Roger et Rolande Becker

Roger et Rolande Becker

Agents du réseau de renseignement Alliance

Vidéo

Durée : 17:42

Vous avez perdu votre père quelques années auparavant, qu’est-ce que ressent un garçon de 17 ans au moment de la défaite de 1940 ?

Roger

Alors que nous avions été occupés en 1870, cinquante après il restait un grand nombre de souvenirs dans l’esprit des gens de l’époque et beaucoup de crainte. Et pour moi, la perte de la force française, c’était en apparence, le retour de la force allemande et la domination allemande chez nous. Et c’est la raison pour laquelle, en conseil de famille, on avait décidé, j’étais le seul garçon de la descendance, j’avais des cousines, et on avait décidé qu’il fallait que je quitte rapidement l’Alsace-Lorraine.

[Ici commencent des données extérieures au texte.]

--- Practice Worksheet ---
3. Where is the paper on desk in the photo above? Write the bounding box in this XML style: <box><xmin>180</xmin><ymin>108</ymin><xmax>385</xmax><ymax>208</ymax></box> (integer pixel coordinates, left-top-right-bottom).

Quand je me suis retrouvé, ici, à Lyon, avec 40 francs en poche, j’ai heureusement été accueilli en gare des Brotteaux, par l’association des réfugiés d’Alsace-Lorraine, c’était une madame qui s’en occupait à ce moment-là et j’ai trouvé le moyen d’aller dans le département de l’Ain, c’est là où on m’a aiguillé vers les chantiers ruraux.

C’était une organisation qui venait d’être mise au point par Vichy d’ailleurs pour désengorger les villes des chômeurs de l’époque, les réfugiés aussi. Et j’ai pu pendant un certain temps trouver du travail comme aide-comptable dans ces chantiers ruraux. Mais mon objectif c’est d’aller en Algérie. Nous avons des cousins en Algérie qui étaient à Boufarik, près de Blida, mais je ne trouvais pas le moyen et la filière et puis je n’avais pas beaucoup d’argent.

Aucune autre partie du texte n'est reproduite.